Mycroft frowns, puzzling this out as though I've said something cryptic, and finally descends on the obvious.
"You think we're in danger here?"
What an idiotic…
"Of course we're in danger," I snarl, resisting the urge to hurl something at him out of sheer annoyance. "We were in danger from the moment the world realized we were more than an overweight government intern and chemistry-obsessed cocaine junkie. No, Mycroft, for a long time the question has been, who else is in danger?"
"What are you asking me to do?"
"Tighten your security. Moriarty will be expecting that, so don't just tighten, double it. Screen every agent personally. I want a revolving, protective network surrounding everyone closely connected with me. He may be powerless now, but I won't take that risk. Cameras, checks and balances, find a safe house if need be, just do it."
"Who?"
"John, Lestrade, Mrs. Hudson. Mary. Molly, he won't overlook her again.

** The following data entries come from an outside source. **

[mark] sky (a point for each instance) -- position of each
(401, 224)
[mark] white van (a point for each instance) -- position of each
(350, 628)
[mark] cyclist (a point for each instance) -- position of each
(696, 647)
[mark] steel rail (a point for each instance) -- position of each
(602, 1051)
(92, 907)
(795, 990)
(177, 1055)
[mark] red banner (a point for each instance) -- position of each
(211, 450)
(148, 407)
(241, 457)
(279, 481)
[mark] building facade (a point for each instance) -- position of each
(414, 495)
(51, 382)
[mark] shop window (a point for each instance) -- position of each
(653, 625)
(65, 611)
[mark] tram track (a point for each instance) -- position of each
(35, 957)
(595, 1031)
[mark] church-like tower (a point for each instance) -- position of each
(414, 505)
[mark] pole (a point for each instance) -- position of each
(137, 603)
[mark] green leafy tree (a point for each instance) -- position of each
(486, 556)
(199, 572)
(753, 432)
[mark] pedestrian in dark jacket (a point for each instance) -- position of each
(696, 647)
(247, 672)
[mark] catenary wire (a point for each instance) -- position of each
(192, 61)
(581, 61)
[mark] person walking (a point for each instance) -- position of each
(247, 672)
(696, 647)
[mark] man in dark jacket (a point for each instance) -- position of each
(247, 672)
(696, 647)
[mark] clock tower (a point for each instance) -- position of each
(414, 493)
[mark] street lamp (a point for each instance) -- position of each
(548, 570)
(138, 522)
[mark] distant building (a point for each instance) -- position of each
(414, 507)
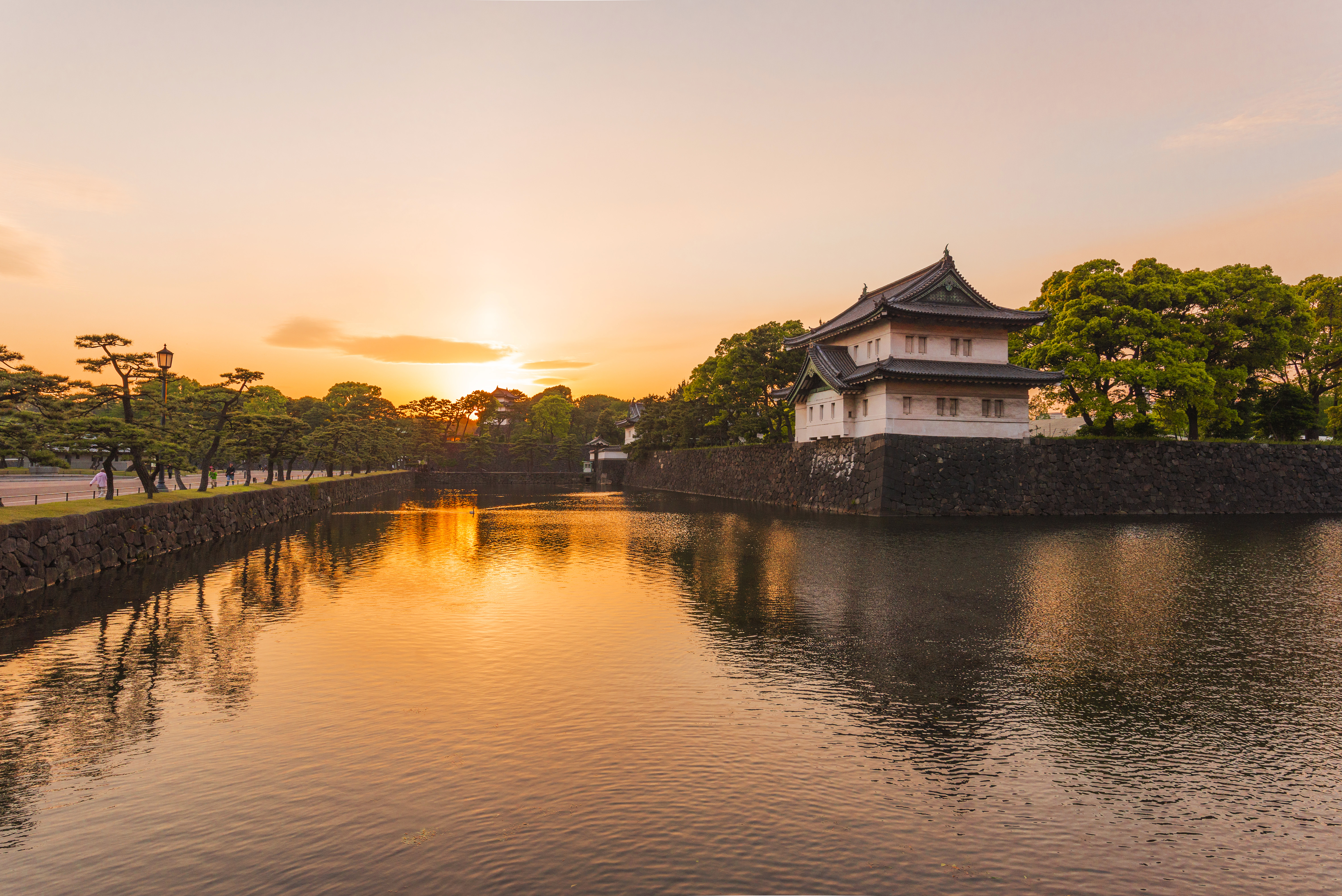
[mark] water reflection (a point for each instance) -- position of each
(614, 694)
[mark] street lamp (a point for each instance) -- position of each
(164, 363)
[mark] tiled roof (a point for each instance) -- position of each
(953, 371)
(633, 418)
(920, 296)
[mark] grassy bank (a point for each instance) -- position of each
(89, 505)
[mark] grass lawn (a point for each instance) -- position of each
(89, 505)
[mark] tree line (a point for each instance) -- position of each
(477, 431)
(1232, 353)
(727, 399)
(49, 419)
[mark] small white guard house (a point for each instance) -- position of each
(925, 356)
(631, 422)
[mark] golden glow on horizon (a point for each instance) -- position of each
(622, 186)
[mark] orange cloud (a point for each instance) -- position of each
(22, 254)
(315, 333)
(556, 365)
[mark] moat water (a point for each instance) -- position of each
(625, 694)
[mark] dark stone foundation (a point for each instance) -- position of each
(939, 477)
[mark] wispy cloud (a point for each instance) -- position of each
(22, 254)
(316, 333)
(1272, 120)
(65, 187)
(556, 365)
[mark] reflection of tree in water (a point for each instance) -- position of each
(1183, 650)
(82, 693)
(1144, 659)
(882, 606)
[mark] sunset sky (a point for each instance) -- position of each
(445, 196)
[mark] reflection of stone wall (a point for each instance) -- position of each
(45, 552)
(927, 475)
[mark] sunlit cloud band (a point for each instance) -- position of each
(315, 333)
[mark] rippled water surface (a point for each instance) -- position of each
(618, 694)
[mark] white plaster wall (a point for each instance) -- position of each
(885, 411)
(990, 344)
(811, 424)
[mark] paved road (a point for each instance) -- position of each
(21, 490)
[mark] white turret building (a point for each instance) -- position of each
(924, 356)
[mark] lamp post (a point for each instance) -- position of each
(164, 363)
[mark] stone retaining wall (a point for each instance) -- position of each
(45, 552)
(835, 474)
(927, 475)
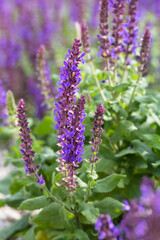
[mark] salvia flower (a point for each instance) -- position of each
(145, 48)
(70, 116)
(97, 132)
(118, 27)
(43, 76)
(142, 220)
(3, 104)
(85, 37)
(106, 228)
(104, 29)
(26, 146)
(131, 32)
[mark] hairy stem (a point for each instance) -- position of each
(89, 183)
(95, 77)
(133, 92)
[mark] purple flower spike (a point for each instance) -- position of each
(70, 117)
(145, 48)
(141, 221)
(26, 146)
(131, 33)
(97, 132)
(106, 228)
(104, 29)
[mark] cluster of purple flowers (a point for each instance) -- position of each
(26, 146)
(70, 116)
(131, 32)
(43, 77)
(141, 220)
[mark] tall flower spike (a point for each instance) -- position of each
(118, 27)
(106, 228)
(104, 29)
(85, 37)
(26, 146)
(131, 33)
(97, 132)
(43, 76)
(69, 117)
(145, 48)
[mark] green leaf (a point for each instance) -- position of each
(35, 203)
(18, 184)
(44, 127)
(153, 140)
(107, 163)
(2, 203)
(53, 216)
(15, 200)
(109, 206)
(77, 234)
(89, 212)
(15, 227)
(107, 184)
(126, 127)
(5, 184)
(125, 152)
(144, 151)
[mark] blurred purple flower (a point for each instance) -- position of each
(97, 132)
(106, 228)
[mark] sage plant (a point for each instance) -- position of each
(118, 27)
(70, 117)
(104, 29)
(26, 146)
(106, 228)
(145, 49)
(141, 221)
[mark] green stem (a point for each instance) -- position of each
(89, 183)
(133, 92)
(96, 79)
(55, 199)
(115, 73)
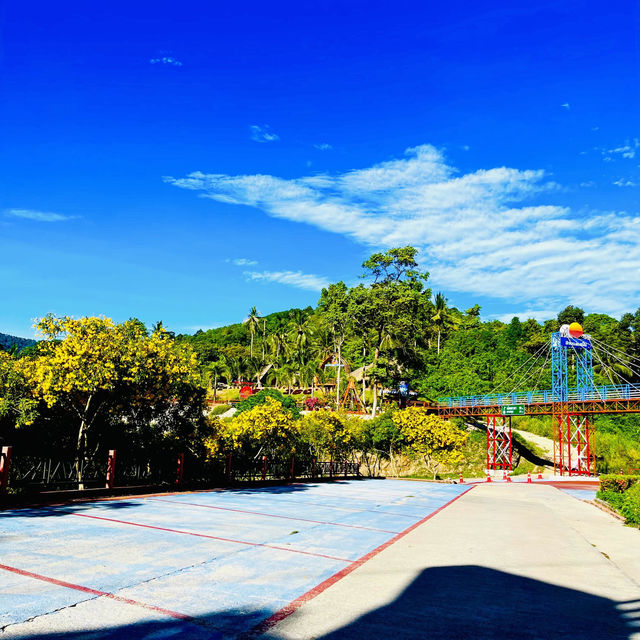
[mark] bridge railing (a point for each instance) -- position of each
(602, 393)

Our parents. And yourself, I suppose."
His mouth twitches at that.
"Mary will be your greatest ally, listen to her. The timing is inconvenient, with the baby due any day, but that can't be helped. I want her armed and dangerous at all times. John too. Give back the gun you confiscated—actually, on second thought, give him a different gun."
Obvious isn't even the word. Transparent is more like it. He'll be expecting it, all of it. Doesn't matter.
Amid the murk of plotting, measure and countermeasure, an unconnected memory flits to the surface. Hard to linger on, even now: a day of sunlight, champagne and a dangerous degree of candor.
I live in hope of the right case.
In spite of the lurking threat and my earlier remonstrance to Mycroft, I have to dip my head to swallow a grin. Jim always did like to watch me dance.
Mycroft is quick to point this out.
"This is all very well, Sherlock, but it doesn't solve anything. Most of the protections you mentioned are already in place, as Moriarty will be well aware. You're gambling on the hope that you're not playing into his hands again. And where do you intend to be while all of this is going on?"
"Until we know more, everything is a gamble." I turn away, but not before flashing him my brightest smile. "How do you feel about Russian roulette?"